Posteo was the winner when I last looked over the alternatives, although I haven't switched yet. Tuta, mailbox.org and Runbox were runners up.
Various reasons (mostly price, provider getting blocked too much, and being in the USA) led to a hard "no" for CounterMail, Soverin, Mailfence, StartMail, Fastmail, Proton, RiseUp, Hushmail, Skiff and Mail.com.
It's likely you don't need a VPN. You're putting a lot of trust in that company; make sure it's well founded. I just use my ISP for normal stuff, then when I want to surf under the radar for one reason or another I open up Tor.
thanks. i might do self hosted email as recommend to me above. i use mullivad as my VPN provider. The only other things i need are secure comms but there's no one i really talk to so that's not really an issue atm
I use Posteo. Their privacy policy seems to be more sane than the others, with riseup and disroot coming in first and second, but I'd rather not use email providers that present themselves as a "safe" place for activists and journalists.
I use mailbox.org and I manage my own PGP keys. You can also encrypt your whole inbox with your key. To access your inbox, then, you will either have to use something like Thunderbird or give your private key to mailbox.org. And yes, I recommend using your own domain. Also, there is no free-tier.
Self hosting sounds good, but it’s fraught with mines that if you don’t know what you’re doing can take from “can’t send email because my domains been back listed” to “everything in my network is now sending spam to the entire world”. Sure, many folks self hosting sounds with no issues, but the price for configuring something wrong can be steep and IMO is just not worth the trouble and risks when there are good options for encrypted, privacy protecting email services for a reasonable price.
Tuta's nice (Germany), the only think Proton (Switzerland) as over it - for me - is an .onion site, although they leak a lot of links onto clearweb. I've heard of Fastmail but haven't tried it.
Another recommendation for Proton Mail. As others have said I'd recommend getting your own domain for email so you can always migrate providers without having to change your email address.
With your own domain, you can always change email providers without changing your address.

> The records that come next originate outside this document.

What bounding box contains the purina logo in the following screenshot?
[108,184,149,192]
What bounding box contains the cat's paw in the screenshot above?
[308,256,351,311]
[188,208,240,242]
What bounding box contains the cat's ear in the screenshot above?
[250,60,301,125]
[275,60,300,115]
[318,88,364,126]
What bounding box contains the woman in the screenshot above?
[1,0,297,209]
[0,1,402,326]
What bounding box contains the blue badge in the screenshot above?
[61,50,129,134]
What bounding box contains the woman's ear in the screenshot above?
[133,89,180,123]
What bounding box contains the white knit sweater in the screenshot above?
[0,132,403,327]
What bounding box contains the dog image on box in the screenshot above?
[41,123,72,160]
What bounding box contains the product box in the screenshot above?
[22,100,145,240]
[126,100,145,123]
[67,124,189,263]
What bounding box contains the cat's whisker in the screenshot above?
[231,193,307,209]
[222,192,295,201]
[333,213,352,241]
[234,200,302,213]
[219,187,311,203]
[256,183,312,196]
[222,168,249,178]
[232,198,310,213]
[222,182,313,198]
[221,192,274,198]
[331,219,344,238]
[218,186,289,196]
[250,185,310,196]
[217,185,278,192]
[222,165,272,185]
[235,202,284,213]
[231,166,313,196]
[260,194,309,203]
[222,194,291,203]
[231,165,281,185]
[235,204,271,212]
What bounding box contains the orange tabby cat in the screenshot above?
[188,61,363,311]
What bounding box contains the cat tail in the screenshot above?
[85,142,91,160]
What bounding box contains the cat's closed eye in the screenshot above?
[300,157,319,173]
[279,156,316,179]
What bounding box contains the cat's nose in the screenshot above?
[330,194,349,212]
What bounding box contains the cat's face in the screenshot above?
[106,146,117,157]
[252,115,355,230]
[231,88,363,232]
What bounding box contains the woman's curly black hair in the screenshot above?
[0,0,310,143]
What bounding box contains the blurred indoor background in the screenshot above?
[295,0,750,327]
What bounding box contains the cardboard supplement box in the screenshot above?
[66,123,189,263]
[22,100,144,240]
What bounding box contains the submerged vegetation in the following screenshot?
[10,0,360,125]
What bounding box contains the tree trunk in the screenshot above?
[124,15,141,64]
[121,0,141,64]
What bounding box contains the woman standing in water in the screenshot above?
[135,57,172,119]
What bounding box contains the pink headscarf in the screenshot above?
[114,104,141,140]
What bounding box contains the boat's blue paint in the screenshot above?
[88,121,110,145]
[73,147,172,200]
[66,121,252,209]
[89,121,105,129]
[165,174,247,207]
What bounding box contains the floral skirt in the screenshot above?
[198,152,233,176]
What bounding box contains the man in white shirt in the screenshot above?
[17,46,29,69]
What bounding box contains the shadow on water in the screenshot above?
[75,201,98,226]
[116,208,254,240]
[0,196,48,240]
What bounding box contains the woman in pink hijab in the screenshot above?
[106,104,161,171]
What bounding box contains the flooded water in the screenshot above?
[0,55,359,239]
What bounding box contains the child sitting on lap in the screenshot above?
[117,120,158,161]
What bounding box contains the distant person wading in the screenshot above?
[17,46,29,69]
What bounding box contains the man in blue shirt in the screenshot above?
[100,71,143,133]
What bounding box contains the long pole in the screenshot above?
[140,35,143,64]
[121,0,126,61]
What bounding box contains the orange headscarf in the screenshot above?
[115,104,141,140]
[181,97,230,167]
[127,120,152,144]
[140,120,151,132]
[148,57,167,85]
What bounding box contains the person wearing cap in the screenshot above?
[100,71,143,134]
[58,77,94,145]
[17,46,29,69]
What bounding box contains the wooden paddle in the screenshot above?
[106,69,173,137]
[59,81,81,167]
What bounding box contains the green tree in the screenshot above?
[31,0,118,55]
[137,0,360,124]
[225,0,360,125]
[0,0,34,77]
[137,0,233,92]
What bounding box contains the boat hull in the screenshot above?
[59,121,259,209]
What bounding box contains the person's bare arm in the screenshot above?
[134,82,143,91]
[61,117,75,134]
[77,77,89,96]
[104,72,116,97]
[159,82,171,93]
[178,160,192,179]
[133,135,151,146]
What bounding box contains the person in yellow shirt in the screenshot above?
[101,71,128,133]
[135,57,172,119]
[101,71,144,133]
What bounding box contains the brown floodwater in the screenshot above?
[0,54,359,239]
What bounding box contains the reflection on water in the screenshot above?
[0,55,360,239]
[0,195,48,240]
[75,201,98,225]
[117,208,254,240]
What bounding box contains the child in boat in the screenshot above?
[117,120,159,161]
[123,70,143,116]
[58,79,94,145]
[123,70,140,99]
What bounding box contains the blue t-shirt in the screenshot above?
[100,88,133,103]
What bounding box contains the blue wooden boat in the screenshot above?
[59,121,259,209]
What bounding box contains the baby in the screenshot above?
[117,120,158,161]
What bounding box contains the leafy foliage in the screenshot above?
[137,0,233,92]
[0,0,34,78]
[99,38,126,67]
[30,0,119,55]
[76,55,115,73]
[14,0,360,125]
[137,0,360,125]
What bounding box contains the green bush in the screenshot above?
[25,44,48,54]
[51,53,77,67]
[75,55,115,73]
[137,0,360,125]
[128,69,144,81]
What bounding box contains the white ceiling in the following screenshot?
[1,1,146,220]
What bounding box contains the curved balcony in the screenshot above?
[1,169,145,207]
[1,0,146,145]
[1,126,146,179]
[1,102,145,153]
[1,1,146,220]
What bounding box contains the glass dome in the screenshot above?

You can get a catch all address so you can have many many many many different addresses you can use. Which is helpful for privacy. Siloing each service into its own email address. It gives you optionality
Use a web hosting and domain provider (eg mythic beasts), and get a [email protected] email address. Or self host the server, if you have the ability, then you just need to buy the domain.
If you own your own domain the you can use a paid tier of a service like Proton or Tuta where the emal is [email protected] and the backend is actually them, so you don't need to selfhost.